Ao visitar um tio em um hospital psiquiátrico, fiquei pasme com as imagens deploráveis de homens e mulheres decaídos por um conjunto de psicoses endógenas. Criaturas dissociadas da ação e do pensamento, expressando uma sintomatologia variada, presos aos delírios persecutórios, alucinações, labilidade afetiva etc. Assim, encontrei em cada um daqueles que lá se encontravam mundos completamente distintos, porém ligados pela mesma dor (a loucura). Mundos, onde o trágico parece se constituir em elemento essencial a suas vidas. Pois, a infelicidade e as desventuras sucedem cotidianamente.
Deste modo, compreendo o quanto a felicidade é algo difícil de encontrar quando nos encharcamos com os “erros funestos da vida inteira”. Afinal, nosso mundo é senão o inferno de Dante Alighieri, em sua Divina Comédia. Em lugar das alegrias do Paraíso, temos a nossa volta as ‘dores’ e as ‘misérias’ desenhadas na página infinita do espaço e do tempo. Portanto, me pego a perguntar: Porque o desejo e o sofrimento caminham lado a lado, desenvolvendo-se sem limites? Porém, aquelas “almas desvalidas”, na sua maioria desprotegida, desamparada, estão entregue a própria sorte.

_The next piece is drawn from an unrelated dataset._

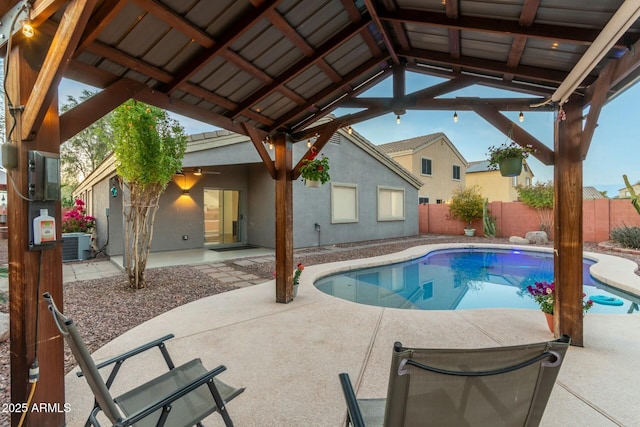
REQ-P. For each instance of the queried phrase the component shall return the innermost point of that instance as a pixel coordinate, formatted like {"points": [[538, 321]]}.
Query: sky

Por um instante, mergulhei no universo introspectivo dos que estavam a minha volta e percebi o próprio íntimo, os sentimentos e as reações de cada um. O estabelecimento psiquiátrico, no qual “Tio Chico” estava inserido, parecia mais uma nau de insensatos, repletos de homens e mulheres absorvidos por uma confusão mental, onde os argumentos desconexos provoca uma perturbação interior. Por um desvio de rota, esses “seres” ficam sem rumo, sem direção levados por inteiro pelas tempestades e correntezas da vida diária. Seria essa ‘nau’, aquela descrita por Michel Foucault em sua História da Loucura? Onde observa que: “A Nau dos Loucos atravessa uma paisagem de delícias onde tudo se oferece ao desejo, uma espécie de Paraíso renovado, uma vez que nela o homem não mais conhece nem sofrimento nem a necessidade” (2008, p.21).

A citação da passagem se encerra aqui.